Joaquim Maria Botelho vai conversar sobre a biografia de Ruth Guimarães que acaba de ser lançada por ele e Júnia, seus filhos, pela Nocelli Editora, com apoio do ProAc. O trabalho trata da formação intelectual da escritora, sua vida, obras e legado literário. O autor fará uma roda de conversa sobre sua profícua produção literária, ativismo cultural e social, diversidade e apagamento de sua história, obliterados pela preferência aos icônicos autores brancos e de classe social mais elevada.
Ruth Guimarães não acreditava, propriamente, em Deus. Acreditava num deus, que podia ser chamado de fraternidade, solidariedade ou amor. Conhecia várias religiões, estudou-lhes a filosofia, apreciava as belezas de cada uma e de cada uma quis os ensinamentos. Cresceu ouvindo crendices, lendas, superstições.
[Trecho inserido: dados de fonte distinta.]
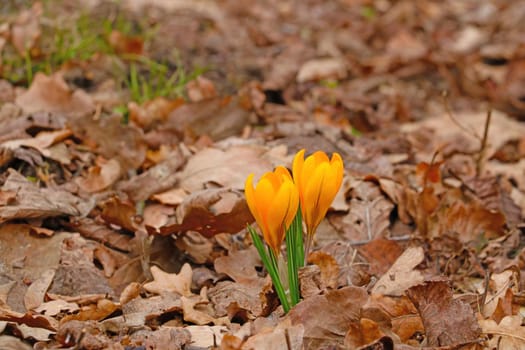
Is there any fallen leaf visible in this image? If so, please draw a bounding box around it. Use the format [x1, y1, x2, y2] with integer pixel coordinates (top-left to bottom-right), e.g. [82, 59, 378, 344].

Separou pelo estudo as que a ciência explica, manteve o que lhe foi introjetado pela ancestralidade, nominadamente Honória Joaquina, sua avó e fada madrinha. Misturou no cadinho de conhecimento a sabedoria camponesa do avô português. E leu tudo o que lhe caía à mão, desde os cinco anos de idade. Conhecia a Bíblia, citava os livros apesar de, como Eça de Queiroz, não crer como o católico supostamente deve crer. A Bíblia era, para ela, um relicário de sabedoria.
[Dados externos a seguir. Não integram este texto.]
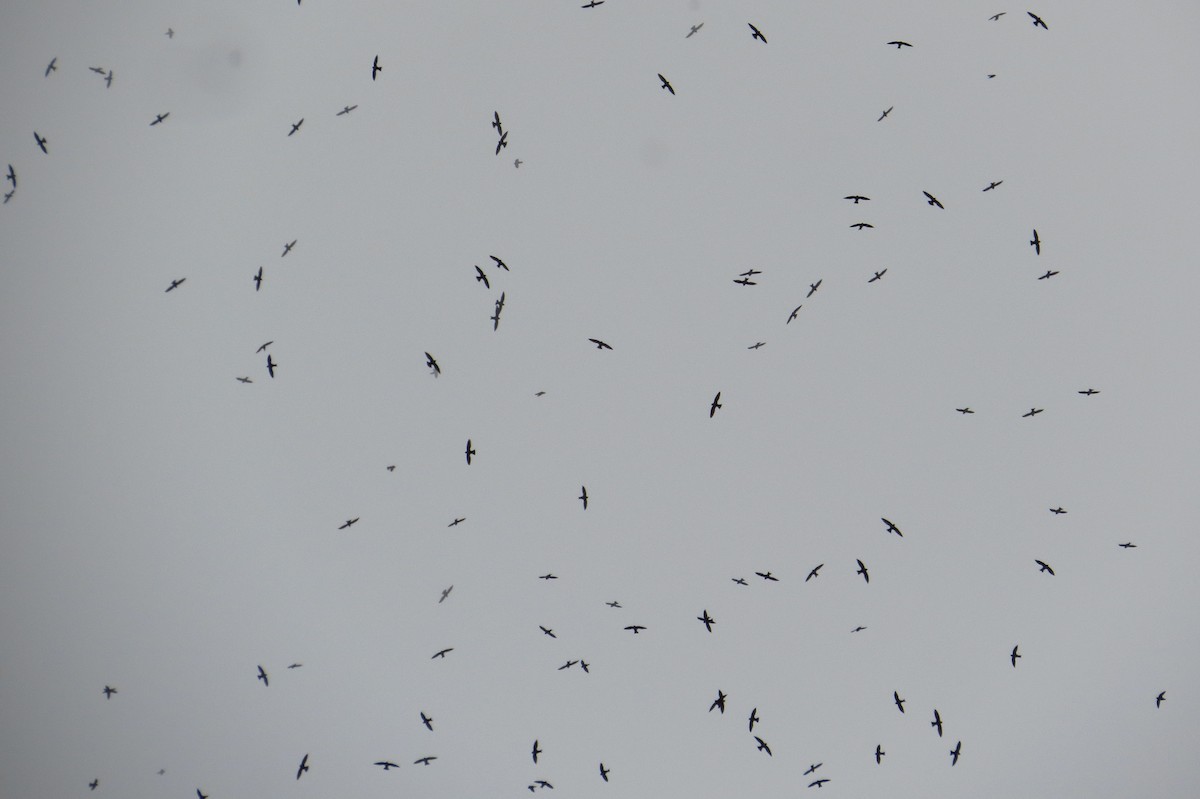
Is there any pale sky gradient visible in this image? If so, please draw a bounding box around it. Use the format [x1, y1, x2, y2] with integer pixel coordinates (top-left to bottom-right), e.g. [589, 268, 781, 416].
[0, 0, 1200, 799]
Os autores da biografia distribuíram o livro em partes que se referem aos livros da Bíblia, apenas como elemento de catalogação, para tornar didática esta história protagonizada por uma mulher sensível, inteligente, justa, sofredora e feliz. Lutou com as armas que pôde usar: o livro, o ensino, um extraordinário senso de justiça e uma fé inabalável nos seus deveres para com o próximo.
Trecho da orelha do livro “Histórias da casa velha – biografia intelectual de Ruth Guimarães”:
Ela foi mestra, mãe, amiga, esposa, ativista cultural, intelectual reconhecida, caipira orgulhosa de suas raízes e do seu papel no mundo. Viveu todos os momentos com intensidade, às vezes serena e consentida, às vezes irada e contrafeita. Não recusou jamais uma briga. Atuou em política cultural, insurgindo-se contra políticos partidários desonestos, contra administradores públicos autoritários e injustos – de modo geral, contra a injustiça contra a gente pobre. Foi pobre. Escolheu o desapego. Quis ser como sua gente das cidadezinhas, vilarejos e roças, participar de seus mistérios, compreendê-los e carregá-los dentro do seu repertório de conhecimento. Ensinou artesanato a mulheres pobres que não podiam se sustentar e por isso aturavam maridos bêbados e violentos. Ensinou ofícios a meninos e meninas de rua e modificou para melhor muitos destinos. Escreveu livros para ensinar pessoas a gostar de ler para assim compreender o mundo.
Teve nove filhos, depois de cuidar de três irmãos menores. Educou a todos com o apoio de um homem amoroso, apaixonado e amigo – seu primo José. Formaram a mais bela parceria que conhecemos. Produziram reportagens, artigos, fotografias, livros, produziram filhos que se amaram e se amam.
No momento que este livro é apresentado para publicação, com apoio do Proac – Programa de Ação Cultural do estado de São Paulo, restamos três irmãos para contar a história desta mulher especial: Joaquim Maria, Marcos e Júnia. Aqui estão os relatos que ouvimos, os diálogos que testemunhamos, as pesquisas que realizamos. É uma contribuição para manter viva a obra, o legado intelectual e social e o caráter de excepcional qualidade humana dessa mulher que nos deu a vida, nos deu valores, ensinamentos e livros.
Ave, nossa mãe, Ruth Guimarães, heroína da vida real.